Ya mientras soltaba el discurso comprendía que me veían como a uno de tantos pesados y previsibles de dos caras. ¿Sabían que aquello me estaba gustando? El profesor como demagogo. No era culpa de ellos ser burgueses y vivir cómodamente, y ¿no estaba yo siguiendo con la vieja tradición irlandesa del resentimiento? Así que, para el carro, Mac.
En primera fila, ante mis narices, Sylvia levanta la mano. Es negra, menuda y elegante.
—Señor McCourt.
—Sí.
—Señor McCourt.
—¿Qué?
—Está usted perdiendo los estribos, señor McCourt. Tranquilo. Relájese. ¿Dónde está esa gran sonrisa irlandesa de siempre?
Estuve a punto de vociferar que los sufrimientos de los pobres franceses que desencadenaron la Revolución no eran como para sonreír, pero la clase ahogó mi voz con carcajadas y aplausos a Sylvia.
—Eso, Sylvia. Bien dicho, chica.
Levantó la cara para dirigirme una sonrisa. Ay, qué ojazos castaños. Me sentí débil y estúpido. Me hundí en mi silla y dejé que pasaran el resto de la hora bromeando sobre lo que iban a hacer para reformarse. Serían dignos de Charles Dickens. Empezarían por renunciar a la pizza de la tarde. El dinero que ahorraran se lo enviarían a los descendientes de los pobres de la Revolución Francesa. O se lo darían a los sin hogar de la Primera Avenida, sobre todo a ese hombre que se ofendía si le ofrecías menos de cinco dólares.
Cuando ya había terminado la clase, Ben Chan se quedó en el aula.

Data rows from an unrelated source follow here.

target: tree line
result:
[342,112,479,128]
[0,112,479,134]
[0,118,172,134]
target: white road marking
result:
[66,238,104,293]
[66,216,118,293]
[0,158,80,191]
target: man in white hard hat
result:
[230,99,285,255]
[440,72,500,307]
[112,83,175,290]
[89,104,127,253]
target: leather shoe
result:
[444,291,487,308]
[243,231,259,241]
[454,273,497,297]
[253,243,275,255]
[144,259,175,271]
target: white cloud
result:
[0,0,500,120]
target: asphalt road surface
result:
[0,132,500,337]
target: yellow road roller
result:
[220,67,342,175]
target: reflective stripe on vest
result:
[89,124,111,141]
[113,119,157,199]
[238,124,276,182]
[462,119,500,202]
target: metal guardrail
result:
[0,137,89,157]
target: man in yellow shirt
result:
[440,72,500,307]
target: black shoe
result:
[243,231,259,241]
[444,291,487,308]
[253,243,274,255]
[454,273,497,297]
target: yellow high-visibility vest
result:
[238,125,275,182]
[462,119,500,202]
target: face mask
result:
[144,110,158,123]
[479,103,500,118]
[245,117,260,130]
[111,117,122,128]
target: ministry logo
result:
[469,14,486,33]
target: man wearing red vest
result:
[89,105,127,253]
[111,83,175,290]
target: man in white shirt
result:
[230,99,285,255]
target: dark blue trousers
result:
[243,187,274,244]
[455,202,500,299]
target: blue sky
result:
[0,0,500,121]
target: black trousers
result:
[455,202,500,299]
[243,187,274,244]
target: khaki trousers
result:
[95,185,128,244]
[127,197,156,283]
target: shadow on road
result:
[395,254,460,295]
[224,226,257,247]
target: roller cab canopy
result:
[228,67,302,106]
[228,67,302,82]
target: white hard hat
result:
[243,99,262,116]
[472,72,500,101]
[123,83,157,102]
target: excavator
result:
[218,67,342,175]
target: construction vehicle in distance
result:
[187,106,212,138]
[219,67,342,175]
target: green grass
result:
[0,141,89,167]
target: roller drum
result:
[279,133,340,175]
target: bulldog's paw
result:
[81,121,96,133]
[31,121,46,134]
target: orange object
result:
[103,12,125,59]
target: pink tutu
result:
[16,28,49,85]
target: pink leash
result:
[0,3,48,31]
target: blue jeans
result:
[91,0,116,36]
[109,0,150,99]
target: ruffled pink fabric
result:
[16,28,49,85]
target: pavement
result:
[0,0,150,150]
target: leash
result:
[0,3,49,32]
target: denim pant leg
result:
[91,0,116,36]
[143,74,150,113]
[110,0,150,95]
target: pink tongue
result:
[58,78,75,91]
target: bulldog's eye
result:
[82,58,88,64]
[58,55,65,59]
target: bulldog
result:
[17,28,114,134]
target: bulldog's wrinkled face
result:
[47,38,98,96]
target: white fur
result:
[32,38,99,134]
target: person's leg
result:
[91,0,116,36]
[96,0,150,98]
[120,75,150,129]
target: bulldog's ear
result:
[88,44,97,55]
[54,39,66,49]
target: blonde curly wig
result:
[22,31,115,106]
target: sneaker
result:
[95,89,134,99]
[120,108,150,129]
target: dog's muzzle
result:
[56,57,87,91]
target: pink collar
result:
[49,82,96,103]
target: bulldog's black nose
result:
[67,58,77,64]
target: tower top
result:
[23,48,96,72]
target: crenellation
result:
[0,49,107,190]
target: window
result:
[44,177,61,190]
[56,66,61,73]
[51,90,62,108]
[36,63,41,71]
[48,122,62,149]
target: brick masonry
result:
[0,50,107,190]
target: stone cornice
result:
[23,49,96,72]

—Señor McCourt, ¿puedo hablar con usted?
Me dijo que él sabía muy bien lo que significaba la pobreza. Los chicos de la clase no entendían nada. Pero no era culpa suya, y yo no tenía por qué enfadarme. Cuando llegó a este país, hacía cuatro años, tenía doce. No sabía inglés, pero estudió mucho y aprendió el inglés y las matemáticas suficientes para superar el examen de ingreso en el instituto Stuyvesant. Se alegraba de estar aquí, y toda su familia estaba muy orgullosa de él. La familia de allá, de China, también estaba muy orgullosa. Había competido contra catorce mil chicos para ingresar en este instituto. Su padre trabajaba seis días por semana, doce horas al día, en un restaurante de Chinatown. Su madre trabajaba en un taller de la parte baja. Todas las noches guisaba la cena para la familia entera, cinco hijos, el marido, ella misma. Después, les ayudaba a preparar la ropa para el día siguiente. Todos los meses hacía que los más pequeños se probaran la ropa de los mayores para ver si les venía bien. Decía que cuando todos hubieran crecido y la ropa ya no les viniera bien a ninguno, la guardaría para la próxima familia que viniera de China, o se la enviaría allí. Los norteamericanos nunca podrían entender la emoción que sentía una familia china cuando llegaba algo de Estados Unidos. Su madre se aseguraba de que los hijos se sentaran a la mesa de la cocina a hacer los deberes. Él no podía llamar a sus padres con nombres tontos como papá o mamá. Eso sería una gran falta de respeto. Aprendían palabras inglesas todos los días para poder hablar con los profesores y dar la talla. Ben decía que en su familia todos se respetaban entre sí y jamás se reirían de que un profesor hablara de los pobres de Francia, porque lo mismo podía pasar en China, o incluso aquí mismo en el barrio chino de Nueva York.